1991年、リーナス・トーバルズが Linux カーネルの最初のコードをネットへ投稿した時、それは邪道の塊だった。UNIX の掟を破ってアセンブラを埋め込みまくり、もちろんネット上では「論外」の烙印を押された。だがこれは世界で初めて実用になる可能性を持った、386 系 MMU の力を引き出せるフリーソフトなのだ! このコードを OS へ発展させるため、ギークたちが群がった。開発は爆発的に進み、2年後には実用になる UNIX モドキが生まれて、これがカーネル 0.9 と呼ばれるバージョンだ。カーネル 2.0 で elf を、その後ルーティングから USB 対応まで様々な先進機能が盛り込まれる。この時点では既に大手企業やNSAが動き出しており、ページング効率化や、フック利用のセキュリティ等が巨大組織の手で実装され始めた。世間では Windows 98 が売れに売れていたが、現在の逆転の構図は、既にこの時期に仕掛けられていた。

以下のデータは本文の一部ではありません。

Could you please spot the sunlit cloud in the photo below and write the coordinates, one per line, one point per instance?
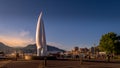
(20, 39)
(56, 44)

この頃からリーナスは「奥の院」へ入るようになる。コメンテーターとしてマスコミの前へは出るが、開発にタッチするには利害関係や動く金額が巨大で、複雑になりすぎていた。彼の言葉ひとつで、とてつもない額が世界中で動き回るからだ。彼は現在、「"NO" を言うのが主な仕事だ」と言っている。利害が膠着した開発サイドの最終的な「神の声」という事だ。実際、彼の言葉で「学者や企業の玩具」になるのを何度も免れている。Linux は政治的に灰色のOSに近づきながらも、個人ユーザから離れていく事はなさそうだ。
チープな巻末1ページの掲載から始まったスパイダーマン。ソニーの押し付ける《A》シナリオに対し、ライミは頑固に安っぽいコミックへの愛を叫ぶ。画は固定したコマの、ギトギトのメロドラマ、頭の中で台詞をフキダシに置き換えて観てほしい。台詞の長さ、フレームの空き具合…バッチリだ。流星が Veeem! って叫んで落ちてるしな。ここまで映画を捨てたのは凄い。
そもそもマンガってのは安っぽくなきゃイカンのヨ。-6点はコロンビアに。